Ela resolver sair do Brasil quando pela quinta vez foi chutada de onde morava por um outro namorado muito mais velho que ela. Veio até a mim chorando, meia-calça rasgada, bolsa de supermercado com algumas roupas e documentos e a cara toda suja de maquiagem velha.

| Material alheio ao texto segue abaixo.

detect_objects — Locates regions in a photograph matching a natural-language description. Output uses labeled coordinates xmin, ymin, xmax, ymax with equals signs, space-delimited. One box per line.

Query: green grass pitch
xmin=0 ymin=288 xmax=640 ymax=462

Ela cheirava a álcool como o pai dela há algum tempo atrás.

Me disse que estava perdida e que não tinha outra solução. "Tá vendo aqui" me mostrava um corte de jornal que tinha guardado no sutiã "é pra onde eu tenho que ir." Era um recorte falando sobre a maior competição de poesia e prosa da Europa, onde? Holanda. Ela queria ir pra terra das flores e das drogas livres. Medo. Medo que eu senti por uma amiga que talvez já tivesse perdido há muitos anos atrás, mas muito mais medo por não ter sido tão corajosa quanto ela. Tudo que ela me pediu foi algumas roupas emprestadas e uma mala, tinha a passagem já comprada com a ajuda da prima que trabalhava na TAM . O passaporte já estava pronto e esperando por ela há dois anos... Ela se foi naquela semana mesmo e levou meu endereço rabiscado num papel de pão também guardado a sete chaves no sutiã. Aquele sutiã guardava tudo...


Duas semanas depois recebi a primeira carta.